Correlation Between CN DATANG and Albemarle
Can any of the company-specific risk be diversified away by investing in both CN DATANG and Albemarle at the same time? Although using a correlation coefficient on its own may not help to predict future stock returns, this module helps to understand the diversifiable risk of combining CN DATANG and Albemarle into the same portfolio, which is an essential part of the fundamental portfolio management process.
By analyzing existing cross correlation between CN DATANG C and Albemarle, you can compare the effects of market volatilities on CN DATANG and Albemarle and check how they will diversify away market risk if combined in the same portfolio for a given time horizon. You can also utilize pair trading strategies of matching a long position in CN DATANG with a short position of Albemarle. Check out your portfolio center. Please also check ongoing floating volatility patterns of CN DATANG and Albemarle.
Diversification Opportunities for CN DATANG and Albemarle
Good diversification
The 3 months correlation between DT7 and Albemarle is -0.13. Overlapping area represents the amount of risk that can be diversified away by holding CN DATANG C and Albemarle in the same portfolio, assuming nothing else is changed. The correlation between historical prices or returns on Albemarle and CN DATANG is a relative statistical measure of the degree to which these equity instruments tend to move together. The correlation coefficient measures the extent to which returns on CN DATANG C are associated (or correlated) with Albemarle. Values of the correlation coefficient range from -1 to +1, where. The correlation of zero (0) is possible when the price movement of Albemarle has no effect on the direction of CN DATANG i.e., CN DATANG and Albemarle go up and down completely randomly.
Pair Corralation between CN DATANG and Albemarle
Assuming the 90 days trading horizon CN DATANG C is expected to generate 1.25 times more return on investment than Albemarle. However, CN DATANG is 1.25 times more volatile than Albemarle. It trades about 0.05 of its potential returns per unit of risk. Albemarle is currently generating about -0.04 per unit of risk. If you would invest 14.00 in CN DATANG C on October 25, 2024 and sell it today you would earn a total of 10.00 from holding CN DATANG C or generate 71.43% return on investment over 90 days.
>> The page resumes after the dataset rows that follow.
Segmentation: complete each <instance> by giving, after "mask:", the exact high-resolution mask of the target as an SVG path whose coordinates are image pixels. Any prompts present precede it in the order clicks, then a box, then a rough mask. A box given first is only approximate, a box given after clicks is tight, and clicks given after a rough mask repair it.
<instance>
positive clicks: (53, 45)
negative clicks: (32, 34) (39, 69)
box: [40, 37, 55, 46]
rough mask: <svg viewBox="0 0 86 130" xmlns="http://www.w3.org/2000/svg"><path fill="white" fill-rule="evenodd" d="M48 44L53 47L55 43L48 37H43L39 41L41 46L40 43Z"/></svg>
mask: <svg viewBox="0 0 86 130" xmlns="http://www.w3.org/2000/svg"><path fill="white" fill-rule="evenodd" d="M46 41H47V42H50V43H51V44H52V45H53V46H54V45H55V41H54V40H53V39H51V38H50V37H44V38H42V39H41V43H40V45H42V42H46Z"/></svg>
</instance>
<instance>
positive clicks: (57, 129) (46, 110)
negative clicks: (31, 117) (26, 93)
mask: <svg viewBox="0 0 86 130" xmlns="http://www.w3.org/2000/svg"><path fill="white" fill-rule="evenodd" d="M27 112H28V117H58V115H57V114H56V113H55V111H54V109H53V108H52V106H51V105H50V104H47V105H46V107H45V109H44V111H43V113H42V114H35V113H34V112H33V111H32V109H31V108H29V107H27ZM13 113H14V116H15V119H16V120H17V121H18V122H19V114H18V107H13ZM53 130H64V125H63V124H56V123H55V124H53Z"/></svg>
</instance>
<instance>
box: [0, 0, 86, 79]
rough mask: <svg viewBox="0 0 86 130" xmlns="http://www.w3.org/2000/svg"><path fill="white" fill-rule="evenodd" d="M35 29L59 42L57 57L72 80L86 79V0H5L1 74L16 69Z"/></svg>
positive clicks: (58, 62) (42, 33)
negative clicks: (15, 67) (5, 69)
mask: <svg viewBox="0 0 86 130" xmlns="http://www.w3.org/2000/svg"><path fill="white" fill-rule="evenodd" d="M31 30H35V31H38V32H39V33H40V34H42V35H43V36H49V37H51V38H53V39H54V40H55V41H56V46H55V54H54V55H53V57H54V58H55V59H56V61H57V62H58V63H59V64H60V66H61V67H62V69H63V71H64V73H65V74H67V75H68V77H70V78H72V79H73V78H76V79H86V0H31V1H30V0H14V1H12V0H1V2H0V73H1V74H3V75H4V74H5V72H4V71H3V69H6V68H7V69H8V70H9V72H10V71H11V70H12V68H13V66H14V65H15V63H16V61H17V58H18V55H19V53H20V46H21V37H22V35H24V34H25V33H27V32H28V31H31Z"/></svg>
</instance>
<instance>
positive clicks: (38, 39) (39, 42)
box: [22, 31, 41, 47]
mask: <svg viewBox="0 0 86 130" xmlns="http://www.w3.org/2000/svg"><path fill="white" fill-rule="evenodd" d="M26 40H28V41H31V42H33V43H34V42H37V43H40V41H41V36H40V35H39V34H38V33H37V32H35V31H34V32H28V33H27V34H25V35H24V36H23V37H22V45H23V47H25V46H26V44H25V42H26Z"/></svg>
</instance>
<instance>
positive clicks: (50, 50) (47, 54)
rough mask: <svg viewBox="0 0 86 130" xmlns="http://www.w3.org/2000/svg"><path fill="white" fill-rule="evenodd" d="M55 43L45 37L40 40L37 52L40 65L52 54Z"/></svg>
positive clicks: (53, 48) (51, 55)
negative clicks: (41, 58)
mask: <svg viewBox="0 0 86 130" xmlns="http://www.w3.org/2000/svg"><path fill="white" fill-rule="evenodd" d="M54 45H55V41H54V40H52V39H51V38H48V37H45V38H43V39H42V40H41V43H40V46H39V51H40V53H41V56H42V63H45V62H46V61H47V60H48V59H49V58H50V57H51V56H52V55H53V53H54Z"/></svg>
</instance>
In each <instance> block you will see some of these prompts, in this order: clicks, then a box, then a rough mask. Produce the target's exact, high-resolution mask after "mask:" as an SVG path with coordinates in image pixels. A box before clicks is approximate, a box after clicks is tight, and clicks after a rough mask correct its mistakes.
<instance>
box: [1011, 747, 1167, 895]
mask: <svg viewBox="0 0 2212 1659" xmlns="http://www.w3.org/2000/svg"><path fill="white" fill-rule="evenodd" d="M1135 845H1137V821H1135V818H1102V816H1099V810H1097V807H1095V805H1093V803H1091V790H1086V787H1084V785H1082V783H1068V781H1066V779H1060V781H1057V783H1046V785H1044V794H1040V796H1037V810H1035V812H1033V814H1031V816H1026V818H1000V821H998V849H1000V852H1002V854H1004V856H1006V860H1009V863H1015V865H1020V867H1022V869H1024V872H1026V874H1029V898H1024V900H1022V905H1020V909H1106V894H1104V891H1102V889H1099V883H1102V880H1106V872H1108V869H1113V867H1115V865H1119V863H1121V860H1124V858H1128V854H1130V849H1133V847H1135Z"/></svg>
Time Period | 3 Months [change] |
Direction | Moves Against |
Strength | Insignificant |
Accuracy | 100.0% |
Values | Daily Returns |
CN DATANG C vs. Albemarle
Performance |
Timeline |
CN DATANG C |
Albemarle |
CN DATANG and Albemarle Volatility Contrast
Predicted Return Density |
Returns |
Pair Trading with CN DATANG and Albemarle
The main advantage of trading using opposite CN DATANG and Albemarle positions is that it hedges away some unsystematic risk. Because of two separate transactions, even if CN DATANG position performs unexpectedly, Albemarle can make up some of the losses. Pair trading also minimizes risk from directional movements in the market. For example, if an entire industry or sector drops because of unexpected headlines, the short position in Albemarle will offset losses from the drop in Albemarle's long position.CN DATANG vs. SPARTAN STORES | CN DATANG vs. JIAHUA STORES | CN DATANG vs. AEON STORES | CN DATANG vs. COSTCO WHOLESALE CDR |
Albemarle vs. GREENX METALS LTD | Albemarle vs. FIREWEED METALS P | Albemarle vs. Universal Display | Albemarle vs. MCEWEN MINING INC |
Check out your portfolio center.Note that this page's information should be used as a complementary analysis to find the right mix of equity instruments to add to your existing portfolios or create a brand new portfolio. You can also try the Equity Forecasting module to use basic forecasting models to generate price predictions and determine price momentum.